薫空挺隊の場合、軍上層部はともあれ、義勇隊員は生還できる可能性があると考えていたのではないか。
アミ族の張陳龍明(第五回高砂義勇隊か)は次のように話す。
──戦争が間もなく終わろうとしていた。歩いていると、山の中に義勇隊戦没者の多くのヘルメットが置かれた「墳墓」があった。その中の一つはヘルメットではなく、義勇隊員の頭蓋骨が置かれていた。私は頭蓋骨に語りかけた。
「あなたも台湾の原住民でしょう。生前、知っている人ですか。私と同じアミ族ですか。あなたは死んでしまった。私もここで死ぬかもしれない」。

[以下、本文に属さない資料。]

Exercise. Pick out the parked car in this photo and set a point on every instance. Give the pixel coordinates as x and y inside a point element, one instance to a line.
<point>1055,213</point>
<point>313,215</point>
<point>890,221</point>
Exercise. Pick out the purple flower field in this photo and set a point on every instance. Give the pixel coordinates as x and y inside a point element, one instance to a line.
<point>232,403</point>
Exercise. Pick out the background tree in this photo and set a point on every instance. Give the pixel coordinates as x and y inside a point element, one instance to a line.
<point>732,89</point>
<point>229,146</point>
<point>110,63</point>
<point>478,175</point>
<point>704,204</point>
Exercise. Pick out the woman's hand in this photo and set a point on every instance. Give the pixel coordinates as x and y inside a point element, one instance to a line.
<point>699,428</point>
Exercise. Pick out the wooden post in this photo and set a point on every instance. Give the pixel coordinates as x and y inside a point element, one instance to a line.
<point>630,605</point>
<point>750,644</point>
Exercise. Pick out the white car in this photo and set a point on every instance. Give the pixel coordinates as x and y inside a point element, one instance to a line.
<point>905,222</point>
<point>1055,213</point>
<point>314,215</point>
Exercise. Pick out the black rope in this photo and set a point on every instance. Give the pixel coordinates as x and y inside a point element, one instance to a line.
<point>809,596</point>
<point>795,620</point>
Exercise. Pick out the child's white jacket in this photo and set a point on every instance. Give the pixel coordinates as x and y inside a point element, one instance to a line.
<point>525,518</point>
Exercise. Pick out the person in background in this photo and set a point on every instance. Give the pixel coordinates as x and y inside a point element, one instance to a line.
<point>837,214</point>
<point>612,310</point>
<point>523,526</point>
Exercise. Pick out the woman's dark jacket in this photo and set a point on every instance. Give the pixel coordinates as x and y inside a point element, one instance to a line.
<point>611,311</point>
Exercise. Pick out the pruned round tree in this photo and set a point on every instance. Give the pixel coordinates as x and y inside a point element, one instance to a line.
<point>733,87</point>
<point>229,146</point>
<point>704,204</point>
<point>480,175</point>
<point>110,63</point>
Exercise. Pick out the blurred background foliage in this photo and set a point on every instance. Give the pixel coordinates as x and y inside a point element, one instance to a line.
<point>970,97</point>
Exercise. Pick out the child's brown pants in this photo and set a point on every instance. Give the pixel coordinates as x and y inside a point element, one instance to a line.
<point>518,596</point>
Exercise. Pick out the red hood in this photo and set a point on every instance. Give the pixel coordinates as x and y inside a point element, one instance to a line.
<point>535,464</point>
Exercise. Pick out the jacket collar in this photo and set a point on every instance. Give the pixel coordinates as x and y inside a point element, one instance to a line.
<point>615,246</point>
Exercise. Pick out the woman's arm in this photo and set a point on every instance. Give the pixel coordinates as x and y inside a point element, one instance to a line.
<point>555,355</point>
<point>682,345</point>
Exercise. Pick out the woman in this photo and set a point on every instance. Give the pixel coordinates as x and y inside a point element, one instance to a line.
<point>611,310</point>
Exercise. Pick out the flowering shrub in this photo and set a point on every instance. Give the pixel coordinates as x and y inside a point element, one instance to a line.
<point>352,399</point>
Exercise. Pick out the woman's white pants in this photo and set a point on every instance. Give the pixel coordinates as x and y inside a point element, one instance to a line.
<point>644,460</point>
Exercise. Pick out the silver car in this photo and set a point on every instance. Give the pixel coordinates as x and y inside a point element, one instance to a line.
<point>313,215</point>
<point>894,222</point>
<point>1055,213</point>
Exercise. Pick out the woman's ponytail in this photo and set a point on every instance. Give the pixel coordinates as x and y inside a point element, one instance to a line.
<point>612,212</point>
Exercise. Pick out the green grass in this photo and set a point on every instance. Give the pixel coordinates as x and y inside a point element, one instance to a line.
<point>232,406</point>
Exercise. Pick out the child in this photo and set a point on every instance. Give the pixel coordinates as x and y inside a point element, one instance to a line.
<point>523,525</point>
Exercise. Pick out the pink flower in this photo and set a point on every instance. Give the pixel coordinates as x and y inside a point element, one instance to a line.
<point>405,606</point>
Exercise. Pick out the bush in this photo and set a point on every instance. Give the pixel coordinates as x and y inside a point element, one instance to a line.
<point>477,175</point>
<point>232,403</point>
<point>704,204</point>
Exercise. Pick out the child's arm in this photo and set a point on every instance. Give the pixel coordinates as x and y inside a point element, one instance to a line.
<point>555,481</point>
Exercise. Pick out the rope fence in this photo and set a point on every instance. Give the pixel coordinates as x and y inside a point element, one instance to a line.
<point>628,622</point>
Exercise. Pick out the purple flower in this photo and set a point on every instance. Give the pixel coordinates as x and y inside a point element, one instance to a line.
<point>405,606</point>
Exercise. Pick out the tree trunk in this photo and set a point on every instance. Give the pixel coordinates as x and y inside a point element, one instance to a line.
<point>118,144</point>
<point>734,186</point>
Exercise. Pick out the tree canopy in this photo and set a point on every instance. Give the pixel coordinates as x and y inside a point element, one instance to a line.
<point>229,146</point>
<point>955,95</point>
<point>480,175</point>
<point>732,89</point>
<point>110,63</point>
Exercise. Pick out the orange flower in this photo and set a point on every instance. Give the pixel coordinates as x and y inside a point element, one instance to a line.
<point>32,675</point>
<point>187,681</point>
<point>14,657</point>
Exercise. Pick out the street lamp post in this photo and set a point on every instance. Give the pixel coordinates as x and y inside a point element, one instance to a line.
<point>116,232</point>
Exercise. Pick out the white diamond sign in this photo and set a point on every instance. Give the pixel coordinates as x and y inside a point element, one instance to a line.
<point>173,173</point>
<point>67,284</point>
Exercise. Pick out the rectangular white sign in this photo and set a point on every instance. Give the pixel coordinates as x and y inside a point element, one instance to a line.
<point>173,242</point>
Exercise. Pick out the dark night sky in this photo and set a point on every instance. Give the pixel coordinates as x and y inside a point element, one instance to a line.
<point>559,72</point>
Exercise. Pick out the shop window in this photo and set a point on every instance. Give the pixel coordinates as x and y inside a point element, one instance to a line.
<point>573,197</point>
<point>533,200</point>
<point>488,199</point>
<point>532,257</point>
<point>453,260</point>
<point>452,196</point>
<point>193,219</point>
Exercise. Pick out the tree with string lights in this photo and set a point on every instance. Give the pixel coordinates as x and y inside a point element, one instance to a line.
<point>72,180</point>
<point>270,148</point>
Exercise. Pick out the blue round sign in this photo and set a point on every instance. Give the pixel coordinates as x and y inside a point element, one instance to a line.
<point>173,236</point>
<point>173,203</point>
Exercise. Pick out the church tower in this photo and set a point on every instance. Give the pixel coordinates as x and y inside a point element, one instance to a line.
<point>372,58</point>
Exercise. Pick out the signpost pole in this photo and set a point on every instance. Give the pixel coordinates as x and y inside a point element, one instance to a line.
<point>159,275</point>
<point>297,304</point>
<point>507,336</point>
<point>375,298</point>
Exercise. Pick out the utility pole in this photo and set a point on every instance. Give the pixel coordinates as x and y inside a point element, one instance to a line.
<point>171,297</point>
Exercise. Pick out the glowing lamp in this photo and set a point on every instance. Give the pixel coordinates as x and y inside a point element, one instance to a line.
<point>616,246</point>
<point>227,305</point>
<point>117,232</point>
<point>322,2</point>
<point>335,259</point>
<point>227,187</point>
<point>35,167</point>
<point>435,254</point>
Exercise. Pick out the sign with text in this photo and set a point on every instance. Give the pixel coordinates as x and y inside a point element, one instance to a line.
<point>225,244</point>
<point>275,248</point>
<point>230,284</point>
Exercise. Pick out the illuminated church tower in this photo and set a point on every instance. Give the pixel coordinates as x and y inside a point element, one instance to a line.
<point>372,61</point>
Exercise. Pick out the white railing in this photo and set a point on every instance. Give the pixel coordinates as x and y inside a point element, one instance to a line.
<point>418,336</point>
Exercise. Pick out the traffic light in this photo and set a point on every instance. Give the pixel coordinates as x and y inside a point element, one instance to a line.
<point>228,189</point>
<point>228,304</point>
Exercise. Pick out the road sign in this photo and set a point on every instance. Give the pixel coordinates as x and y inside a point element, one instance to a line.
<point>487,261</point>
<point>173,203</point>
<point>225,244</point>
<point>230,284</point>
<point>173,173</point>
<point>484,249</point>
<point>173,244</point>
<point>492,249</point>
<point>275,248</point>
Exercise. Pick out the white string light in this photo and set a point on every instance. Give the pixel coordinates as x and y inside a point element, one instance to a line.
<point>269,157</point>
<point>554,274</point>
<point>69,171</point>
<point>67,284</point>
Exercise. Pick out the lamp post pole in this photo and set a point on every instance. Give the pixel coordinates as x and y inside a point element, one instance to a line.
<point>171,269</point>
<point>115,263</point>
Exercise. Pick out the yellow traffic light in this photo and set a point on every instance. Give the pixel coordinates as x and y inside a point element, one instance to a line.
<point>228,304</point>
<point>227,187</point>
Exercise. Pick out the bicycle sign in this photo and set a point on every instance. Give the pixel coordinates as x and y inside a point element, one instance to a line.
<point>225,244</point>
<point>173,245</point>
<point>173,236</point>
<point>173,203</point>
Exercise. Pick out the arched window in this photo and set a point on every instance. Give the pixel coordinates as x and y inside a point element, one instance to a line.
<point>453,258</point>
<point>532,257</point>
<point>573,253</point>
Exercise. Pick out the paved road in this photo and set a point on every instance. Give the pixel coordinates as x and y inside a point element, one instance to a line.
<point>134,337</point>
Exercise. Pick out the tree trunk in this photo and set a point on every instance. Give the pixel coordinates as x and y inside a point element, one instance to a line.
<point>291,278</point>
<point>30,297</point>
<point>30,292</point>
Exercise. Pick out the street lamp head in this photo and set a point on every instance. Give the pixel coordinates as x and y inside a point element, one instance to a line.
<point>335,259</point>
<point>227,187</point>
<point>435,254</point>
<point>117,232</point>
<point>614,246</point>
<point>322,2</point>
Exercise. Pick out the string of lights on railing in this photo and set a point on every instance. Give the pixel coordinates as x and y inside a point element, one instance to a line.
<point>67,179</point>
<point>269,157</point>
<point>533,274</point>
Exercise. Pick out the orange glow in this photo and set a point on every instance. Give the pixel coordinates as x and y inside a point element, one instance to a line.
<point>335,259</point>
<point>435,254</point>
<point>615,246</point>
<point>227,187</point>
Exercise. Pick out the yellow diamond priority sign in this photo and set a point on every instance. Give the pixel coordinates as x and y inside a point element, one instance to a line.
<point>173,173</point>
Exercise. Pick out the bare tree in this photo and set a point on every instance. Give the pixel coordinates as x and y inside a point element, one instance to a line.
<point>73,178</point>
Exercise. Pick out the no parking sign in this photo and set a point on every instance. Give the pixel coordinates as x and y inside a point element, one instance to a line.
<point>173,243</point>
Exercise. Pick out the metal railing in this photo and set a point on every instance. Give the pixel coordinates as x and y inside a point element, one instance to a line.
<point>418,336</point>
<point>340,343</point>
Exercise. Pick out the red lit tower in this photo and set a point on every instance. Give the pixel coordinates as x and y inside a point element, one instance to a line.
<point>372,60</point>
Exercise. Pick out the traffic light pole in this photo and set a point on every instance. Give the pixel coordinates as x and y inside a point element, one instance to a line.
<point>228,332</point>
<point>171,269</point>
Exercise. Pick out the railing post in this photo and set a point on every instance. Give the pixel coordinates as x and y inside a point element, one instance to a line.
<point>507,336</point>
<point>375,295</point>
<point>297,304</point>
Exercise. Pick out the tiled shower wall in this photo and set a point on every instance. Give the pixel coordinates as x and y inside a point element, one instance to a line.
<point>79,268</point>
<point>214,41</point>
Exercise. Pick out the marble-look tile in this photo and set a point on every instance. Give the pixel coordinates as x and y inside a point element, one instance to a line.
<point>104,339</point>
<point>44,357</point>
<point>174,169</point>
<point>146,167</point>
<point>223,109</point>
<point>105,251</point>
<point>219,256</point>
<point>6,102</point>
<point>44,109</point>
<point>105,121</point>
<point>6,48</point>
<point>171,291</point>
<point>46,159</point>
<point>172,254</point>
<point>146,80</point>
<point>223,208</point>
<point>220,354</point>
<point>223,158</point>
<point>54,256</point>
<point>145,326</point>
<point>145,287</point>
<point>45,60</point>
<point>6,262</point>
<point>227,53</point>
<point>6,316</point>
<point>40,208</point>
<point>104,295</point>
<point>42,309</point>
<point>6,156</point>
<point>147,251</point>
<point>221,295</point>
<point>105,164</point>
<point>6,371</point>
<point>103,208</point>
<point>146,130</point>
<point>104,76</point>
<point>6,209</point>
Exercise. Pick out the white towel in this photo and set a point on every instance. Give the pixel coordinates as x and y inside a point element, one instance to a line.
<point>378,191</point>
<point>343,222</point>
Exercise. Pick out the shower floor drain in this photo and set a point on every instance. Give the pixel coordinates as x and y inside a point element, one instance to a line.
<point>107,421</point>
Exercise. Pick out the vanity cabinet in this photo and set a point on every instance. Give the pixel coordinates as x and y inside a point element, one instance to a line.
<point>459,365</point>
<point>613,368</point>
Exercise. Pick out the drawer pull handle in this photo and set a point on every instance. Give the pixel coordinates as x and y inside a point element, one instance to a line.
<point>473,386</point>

そう語りかけているうち、私はこらえきれず、大声で泣いてしまった。
「玉音放送」、その瞬間に起こったこと
「玉音放送」や日本敗戦時の経験に関しては、共通性もあるが、部隊によって対応がさまざまだったようだ。
タイヤル族のワリス・バワン(中国名は許明貴)によれば、
──部隊のラジオで放送を聞いた時、すべての人々は起立した。なぜなら天皇の声だったからである。だが、まさか日本の敗戦を宣言するとは思わなかった。その後、「すべての部隊は武器を捨て、連合軍とのすべての戦闘を停止せよ」と続いた。
皆、泣いた。私も泣いた。熱帯ジャングルでの長い戦いを思い出し、また次々と死んでいった戦友たちを思った。この戦争はどれだけ多くの命を奪ったのか。
この後、日本軍官や日本兵たちは集団自殺を選んだ。幾人かはジャングルに入っていき、ピストル自殺をした。
日本では天皇、日本帝国のために出征し、戦死することを崇高なものと教えている。また、『戦陣訓』で「生キテ虜囚ノ辱メヲ受ケズ、死シテ罪禍ノ汚名ヲ残スコト勿レ」を骨の髄まで染み込ませている。
したがって、日本兵は死ぬ前、「天皇陛下万歳!」と言って死ぬことになっている。だが、実際は、日本兵の1人は確かに「天皇陛下万歳!」と言って自爆したが、多くの日本兵は「お父さん、お母さん」と言って自爆した。